Flash: The phrase should be "balanced and fair," not "fair and balanced."

At least that's according to the guy who wrote the rulebook—or in this case the mission statement—Fox News Channel Chairman and architect Roger Ailes.

In accepting The Media Institute's Freedom of Speech Award at a dinner in Washington Wednesday night, Ailes read from the mission statement for the channel he wrote nine years ago: "Fox News Channel is commited to providing viewers with more factual information in a balanced and fair presentation....Our motto is "we report, you decide..."

Either way, Ailes has built the channel into a cable news power by leading, by making complex things simple, and by getting 85 CNBC staffers to exit with him and help build the channel, according to his friend, Alan Frank, Post-Newsweek Stations President, who introduced Ailes.

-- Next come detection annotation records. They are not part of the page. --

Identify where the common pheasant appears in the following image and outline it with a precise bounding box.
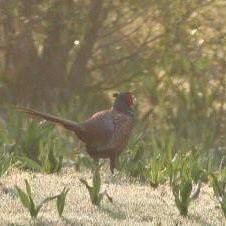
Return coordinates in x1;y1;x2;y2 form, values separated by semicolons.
19;92;134;173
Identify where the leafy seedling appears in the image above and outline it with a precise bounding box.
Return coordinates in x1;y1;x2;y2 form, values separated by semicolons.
146;155;165;188
80;161;112;206
15;180;57;218
57;188;69;217
210;174;226;218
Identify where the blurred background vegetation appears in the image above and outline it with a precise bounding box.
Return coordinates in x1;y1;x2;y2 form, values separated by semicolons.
0;0;226;172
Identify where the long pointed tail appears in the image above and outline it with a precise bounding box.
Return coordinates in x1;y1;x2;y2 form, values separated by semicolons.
17;107;81;134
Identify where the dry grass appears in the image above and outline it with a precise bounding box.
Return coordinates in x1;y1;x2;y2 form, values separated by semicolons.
0;169;225;226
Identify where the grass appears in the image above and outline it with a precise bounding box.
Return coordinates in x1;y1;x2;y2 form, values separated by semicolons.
0;167;225;225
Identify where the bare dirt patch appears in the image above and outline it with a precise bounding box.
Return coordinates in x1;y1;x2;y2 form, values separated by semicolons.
0;169;226;226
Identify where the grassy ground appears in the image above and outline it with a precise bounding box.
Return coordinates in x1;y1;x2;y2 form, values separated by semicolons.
0;168;226;226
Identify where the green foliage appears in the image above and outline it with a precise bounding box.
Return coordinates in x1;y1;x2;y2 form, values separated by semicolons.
0;152;13;177
40;140;63;173
80;162;112;206
145;154;166;188
15;180;56;218
117;135;146;180
172;176;201;216
168;153;204;216
210;169;226;218
57;188;69;217
15;180;69;218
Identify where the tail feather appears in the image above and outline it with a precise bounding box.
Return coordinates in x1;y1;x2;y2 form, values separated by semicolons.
17;107;81;134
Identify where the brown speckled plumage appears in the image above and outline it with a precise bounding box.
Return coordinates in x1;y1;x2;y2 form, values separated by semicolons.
19;93;134;172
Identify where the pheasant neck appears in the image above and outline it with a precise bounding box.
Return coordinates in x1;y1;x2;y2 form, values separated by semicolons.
113;100;133;116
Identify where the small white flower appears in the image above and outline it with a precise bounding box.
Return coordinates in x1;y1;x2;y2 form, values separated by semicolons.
198;39;204;46
189;29;197;35
74;40;80;46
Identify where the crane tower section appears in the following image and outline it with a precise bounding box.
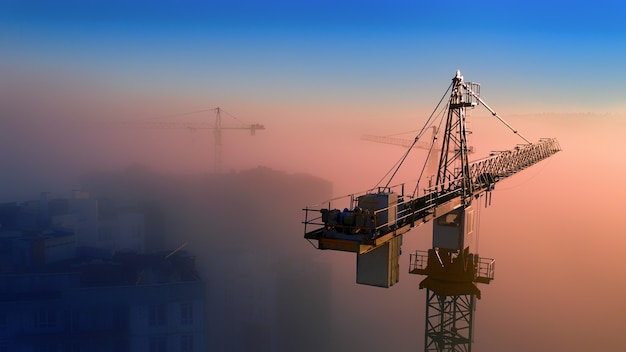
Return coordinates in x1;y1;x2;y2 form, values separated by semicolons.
436;71;480;200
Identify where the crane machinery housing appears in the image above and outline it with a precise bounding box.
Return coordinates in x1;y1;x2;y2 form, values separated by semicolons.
303;71;561;351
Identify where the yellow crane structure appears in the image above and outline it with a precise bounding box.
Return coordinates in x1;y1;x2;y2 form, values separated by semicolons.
303;71;561;351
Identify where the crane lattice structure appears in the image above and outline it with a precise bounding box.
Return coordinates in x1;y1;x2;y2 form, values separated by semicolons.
303;71;561;351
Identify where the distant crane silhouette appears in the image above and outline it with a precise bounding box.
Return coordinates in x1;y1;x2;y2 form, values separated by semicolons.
99;107;265;173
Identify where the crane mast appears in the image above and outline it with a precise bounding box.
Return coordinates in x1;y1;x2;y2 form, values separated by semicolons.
303;71;561;352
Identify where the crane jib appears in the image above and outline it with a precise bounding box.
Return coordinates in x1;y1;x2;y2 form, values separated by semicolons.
303;138;561;254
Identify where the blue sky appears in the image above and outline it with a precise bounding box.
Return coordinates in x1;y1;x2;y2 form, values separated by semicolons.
0;0;626;118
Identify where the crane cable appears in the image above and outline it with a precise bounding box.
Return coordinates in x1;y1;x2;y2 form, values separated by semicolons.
412;105;448;197
463;83;532;144
372;82;454;189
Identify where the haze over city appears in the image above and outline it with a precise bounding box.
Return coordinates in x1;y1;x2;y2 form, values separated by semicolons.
0;0;626;351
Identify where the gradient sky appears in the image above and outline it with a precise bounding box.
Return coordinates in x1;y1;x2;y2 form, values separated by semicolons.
0;0;626;183
0;0;626;351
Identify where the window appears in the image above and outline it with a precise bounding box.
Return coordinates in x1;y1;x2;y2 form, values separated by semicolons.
35;309;57;329
148;335;167;352
180;303;193;325
148;304;167;326
180;335;193;352
437;213;461;227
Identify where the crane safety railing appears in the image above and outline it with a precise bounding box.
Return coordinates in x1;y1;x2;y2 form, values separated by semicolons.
302;183;444;239
409;249;496;282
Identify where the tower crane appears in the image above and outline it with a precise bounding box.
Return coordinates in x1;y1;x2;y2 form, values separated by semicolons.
107;107;265;173
303;71;561;351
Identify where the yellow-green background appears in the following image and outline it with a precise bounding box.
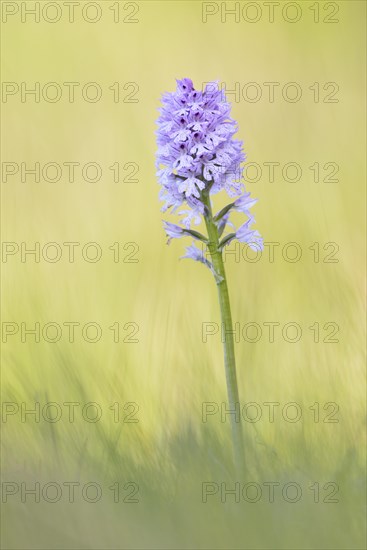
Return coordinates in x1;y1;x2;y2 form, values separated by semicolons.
1;1;366;548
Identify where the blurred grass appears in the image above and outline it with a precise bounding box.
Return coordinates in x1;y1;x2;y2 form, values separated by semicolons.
2;2;366;549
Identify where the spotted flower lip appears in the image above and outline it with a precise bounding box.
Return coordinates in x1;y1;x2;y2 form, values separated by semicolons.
156;78;262;259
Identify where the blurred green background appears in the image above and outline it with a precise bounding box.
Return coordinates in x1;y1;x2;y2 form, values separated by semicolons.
1;1;366;549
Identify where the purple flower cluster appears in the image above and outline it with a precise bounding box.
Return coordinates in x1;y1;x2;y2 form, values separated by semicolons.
157;78;263;260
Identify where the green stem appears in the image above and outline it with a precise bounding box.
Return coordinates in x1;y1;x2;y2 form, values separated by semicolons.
202;192;244;477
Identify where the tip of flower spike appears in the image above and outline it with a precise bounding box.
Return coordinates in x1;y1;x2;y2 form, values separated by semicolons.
176;78;194;93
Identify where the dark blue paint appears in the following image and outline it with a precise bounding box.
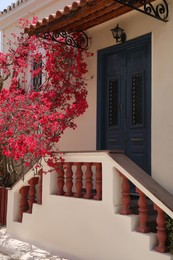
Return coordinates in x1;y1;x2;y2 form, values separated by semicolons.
97;34;151;174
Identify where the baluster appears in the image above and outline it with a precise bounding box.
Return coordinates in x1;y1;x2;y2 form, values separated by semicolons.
136;188;150;233
154;204;168;253
27;177;39;213
83;163;93;199
94;163;102;200
65;162;73;196
119;173;132;215
18;186;29;222
74;162;83;198
37;169;43;204
57;163;64;195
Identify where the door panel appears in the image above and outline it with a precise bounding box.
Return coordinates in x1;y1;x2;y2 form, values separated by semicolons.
97;35;151;174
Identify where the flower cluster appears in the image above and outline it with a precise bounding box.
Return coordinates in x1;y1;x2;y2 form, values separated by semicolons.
0;17;92;179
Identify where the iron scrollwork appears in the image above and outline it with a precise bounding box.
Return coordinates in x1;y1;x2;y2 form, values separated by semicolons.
114;0;169;22
37;32;88;50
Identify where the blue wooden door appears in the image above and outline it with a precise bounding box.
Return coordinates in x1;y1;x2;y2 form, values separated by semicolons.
97;35;151;174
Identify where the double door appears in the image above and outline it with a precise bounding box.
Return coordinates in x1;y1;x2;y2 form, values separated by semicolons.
97;35;151;174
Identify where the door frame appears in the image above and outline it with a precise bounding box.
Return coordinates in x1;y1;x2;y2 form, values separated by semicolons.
96;33;152;174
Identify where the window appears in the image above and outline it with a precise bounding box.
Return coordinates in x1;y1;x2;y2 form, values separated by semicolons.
32;61;42;91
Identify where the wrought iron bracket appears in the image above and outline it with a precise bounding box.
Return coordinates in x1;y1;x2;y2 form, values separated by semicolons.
37;32;88;50
114;0;169;22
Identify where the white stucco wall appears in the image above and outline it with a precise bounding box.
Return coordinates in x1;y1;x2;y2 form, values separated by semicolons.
7;152;173;260
0;0;173;193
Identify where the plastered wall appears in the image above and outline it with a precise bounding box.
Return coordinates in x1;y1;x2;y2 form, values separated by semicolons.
0;0;173;193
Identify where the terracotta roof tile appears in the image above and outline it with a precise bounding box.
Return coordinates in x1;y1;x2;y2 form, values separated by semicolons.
25;0;155;35
0;0;28;15
25;0;130;35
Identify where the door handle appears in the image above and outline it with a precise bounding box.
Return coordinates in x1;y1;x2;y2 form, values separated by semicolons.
108;138;117;142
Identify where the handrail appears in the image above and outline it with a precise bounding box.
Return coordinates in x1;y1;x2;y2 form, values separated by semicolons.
109;153;173;217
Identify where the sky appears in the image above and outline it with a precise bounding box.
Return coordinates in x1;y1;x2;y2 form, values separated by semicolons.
0;0;16;11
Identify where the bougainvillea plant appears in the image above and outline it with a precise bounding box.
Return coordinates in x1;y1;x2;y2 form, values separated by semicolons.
0;17;91;185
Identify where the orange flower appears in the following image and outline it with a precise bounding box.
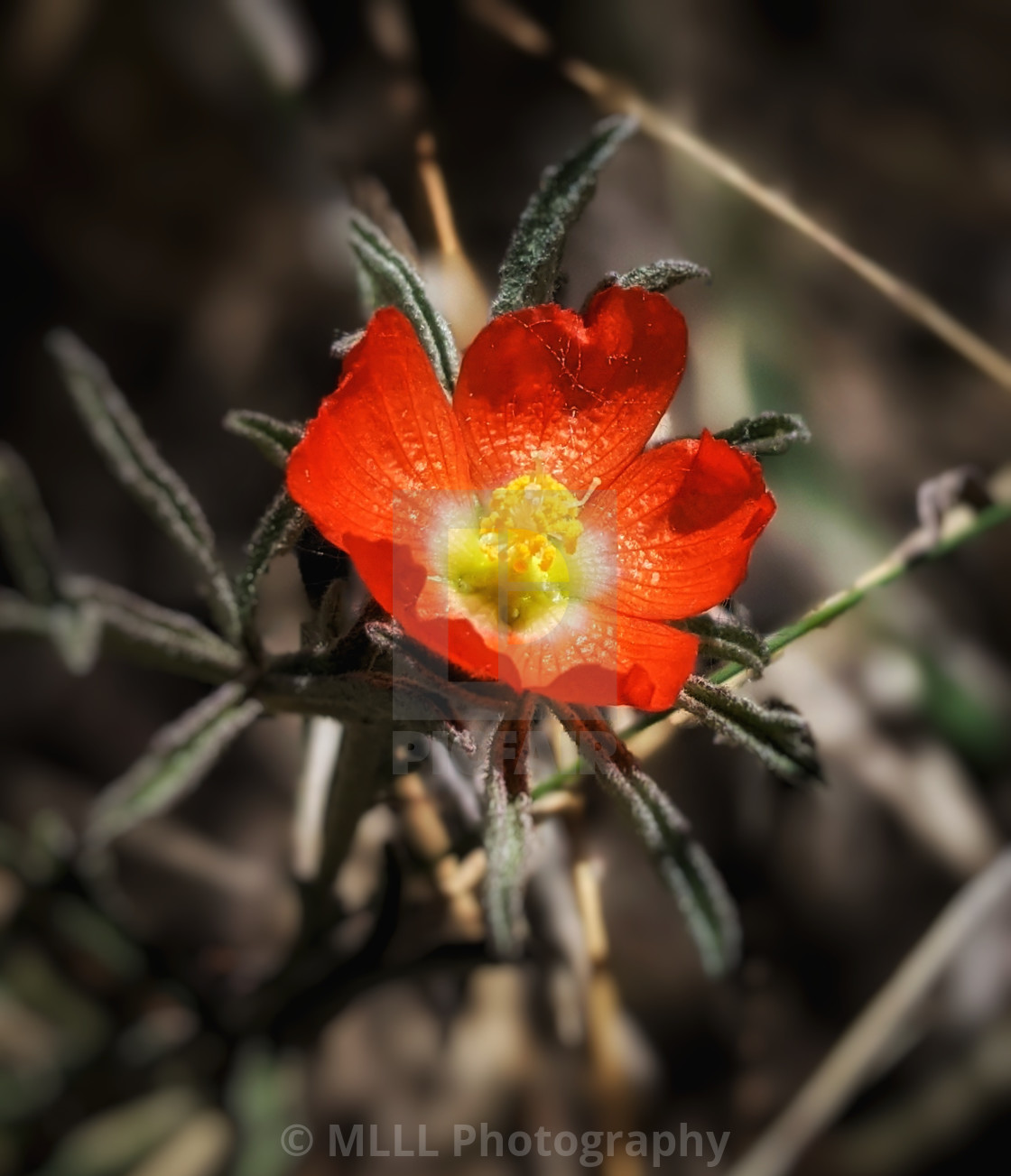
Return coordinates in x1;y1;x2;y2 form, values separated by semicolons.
288;286;774;710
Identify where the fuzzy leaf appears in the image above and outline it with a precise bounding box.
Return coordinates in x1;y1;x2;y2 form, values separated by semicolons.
0;442;60;605
617;259;712;294
48;330;240;641
483;767;533;958
677;676;821;784
716;412;812;458
235;488;306;629
65;576;244;682
491;117;636;319
350;213;459;392
50;601;102;675
221;408;303;469
86;682;264;851
0;588;53;637
0;589;102;674
677;614;769;674
552;702;740;976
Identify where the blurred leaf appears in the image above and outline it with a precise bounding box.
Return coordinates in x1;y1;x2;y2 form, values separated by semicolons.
51;894;144;979
716;412;812;458
0;442;60;605
3;942;112;1068
221;408;304;469
617;259;712;294
227;1041;301;1176
35;1087;199;1176
556;708;740;976
677;676;821;784
677;614;769;674
0;588;102;674
50;600;102;674
483;753;533;958
491;116;636;318
48;330;240;642
235;488;306;629
919;652;1011;773
65;576;244;682
350;212;459;392
86;682;264;850
0;588;53;637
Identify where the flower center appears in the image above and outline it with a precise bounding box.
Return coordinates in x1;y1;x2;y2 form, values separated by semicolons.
449;473;583;637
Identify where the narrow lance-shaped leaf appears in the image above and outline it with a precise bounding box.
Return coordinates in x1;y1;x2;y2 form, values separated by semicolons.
86;682;264;851
235;489;306;629
0;442;60;605
0;589;102;674
617;259;712;294
48;330;240;641
0;588;53;637
491;117;636;319
222;408;304;469
552;703;740;976
350;213;459;392
677;614;769;674
481;694;535;958
678;676;821;784
65;576;244;682
483;770;533;958
716;412;812;458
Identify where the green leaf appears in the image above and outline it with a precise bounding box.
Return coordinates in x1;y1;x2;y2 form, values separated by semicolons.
0;442;60;605
34;1086;199;1176
677;614;769;674
483;765;533;958
716;412;812;458
350;212;459;392
616;259;712;294
86;682;264;853
552;702;740;976
677;676;821;784
50;601;102;675
0;588;53;637
0;589;102;674
221;408;304;469
491;117;636;319
48;330;241;642
235;488;307;630
65;576;245;682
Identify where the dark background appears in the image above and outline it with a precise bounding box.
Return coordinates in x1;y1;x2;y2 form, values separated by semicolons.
0;0;1011;1173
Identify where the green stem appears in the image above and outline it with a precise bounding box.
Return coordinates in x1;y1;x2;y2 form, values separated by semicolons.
533;491;1011;801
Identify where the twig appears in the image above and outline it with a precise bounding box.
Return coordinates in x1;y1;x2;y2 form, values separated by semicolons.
730;850;1011;1176
533;475;1011;801
468;0;1011;391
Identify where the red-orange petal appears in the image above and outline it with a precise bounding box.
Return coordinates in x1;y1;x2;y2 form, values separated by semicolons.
454;286;687;496
393;574;699;710
583;433;776;620
287;307;471;567
506;602;699;710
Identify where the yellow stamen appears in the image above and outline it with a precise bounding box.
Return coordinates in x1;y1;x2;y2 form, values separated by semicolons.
448;470;586;637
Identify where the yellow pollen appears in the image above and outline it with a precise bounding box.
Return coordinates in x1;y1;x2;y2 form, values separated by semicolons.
448;472;583;639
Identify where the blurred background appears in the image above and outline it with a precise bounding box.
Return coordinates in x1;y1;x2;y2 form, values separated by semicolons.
0;0;1011;1176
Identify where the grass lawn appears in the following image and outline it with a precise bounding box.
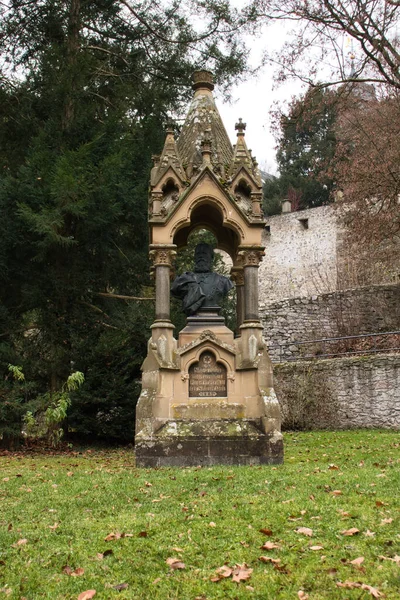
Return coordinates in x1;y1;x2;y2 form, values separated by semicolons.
0;431;400;600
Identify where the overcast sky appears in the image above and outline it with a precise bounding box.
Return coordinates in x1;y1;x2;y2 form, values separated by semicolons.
214;23;304;174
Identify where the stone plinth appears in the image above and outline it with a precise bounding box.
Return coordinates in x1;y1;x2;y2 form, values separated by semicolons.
136;309;283;467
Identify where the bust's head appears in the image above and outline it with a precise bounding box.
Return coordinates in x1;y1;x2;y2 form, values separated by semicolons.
194;242;214;273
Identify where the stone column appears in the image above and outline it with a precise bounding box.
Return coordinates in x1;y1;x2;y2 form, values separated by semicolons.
240;246;264;322
239;246;264;369
150;244;176;368
231;266;244;336
150;244;176;322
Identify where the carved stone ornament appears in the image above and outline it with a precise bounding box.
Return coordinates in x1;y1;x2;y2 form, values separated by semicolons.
240;248;265;267
231;269;244;287
199;329;217;340
150;248;176;267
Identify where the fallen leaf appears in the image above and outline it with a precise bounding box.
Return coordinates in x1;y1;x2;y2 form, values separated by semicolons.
274;564;290;575
261;542;280;550
258;556;281;564
361;583;383;598
232;563;253;583
113;583;129;592
296;527;313;537
341;527;360;535
78;590;96;600
165;558;186;569
378;554;400;565
61;565;73;575
104;532;121;542
260;529;273;536
336;581;361;590
350;556;364;567
217;565;233;578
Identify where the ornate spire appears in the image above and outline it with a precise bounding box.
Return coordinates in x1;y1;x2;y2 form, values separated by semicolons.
151;123;186;186
231;119;253;175
177;71;233;178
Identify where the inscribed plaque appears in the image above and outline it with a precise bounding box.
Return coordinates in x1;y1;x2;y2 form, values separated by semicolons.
189;352;227;398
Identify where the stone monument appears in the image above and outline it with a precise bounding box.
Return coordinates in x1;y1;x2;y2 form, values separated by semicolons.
135;71;283;467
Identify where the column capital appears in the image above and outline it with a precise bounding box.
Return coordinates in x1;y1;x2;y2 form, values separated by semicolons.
239;246;265;267
149;244;176;267
230;267;244;286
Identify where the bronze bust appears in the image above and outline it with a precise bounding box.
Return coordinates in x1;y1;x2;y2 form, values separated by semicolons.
171;243;233;316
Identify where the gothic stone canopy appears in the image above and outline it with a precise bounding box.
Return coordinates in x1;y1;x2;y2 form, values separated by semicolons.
149;71;264;260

"A freedom of speech award for [Roger] Ailes, this is a dangerous moment," said Ailes. It went on to be a moment to take shots at Judith Miller and CBS before defending speech and America.

Ailes called himself a big fan of freedom of speech, but added that "some think I ought to be the one exception."

"I was told I was coming to get the "Protecting Your Confidential Sources At Any Cost Even If They Don't Want To Be Protected Judith Miller Award," said Ailes, guaranteeing himself a laugh at the expense of Miller and the ongoing questions about how much her source wanted to be protected (she stayed in jail 85 days not to give up the name).

Ailes said he had gotten a congratulatory telegram from the news staff at CBS. "My staff is now examining it. They think it's a fake."

Ailes says he believes in "appropriate" speech, but has "gone so far as to defend Howard Stern."

But he has gone even farther, he said, "defending employees for saying wild things like "God Bless America, the double whammy of political incorrectness."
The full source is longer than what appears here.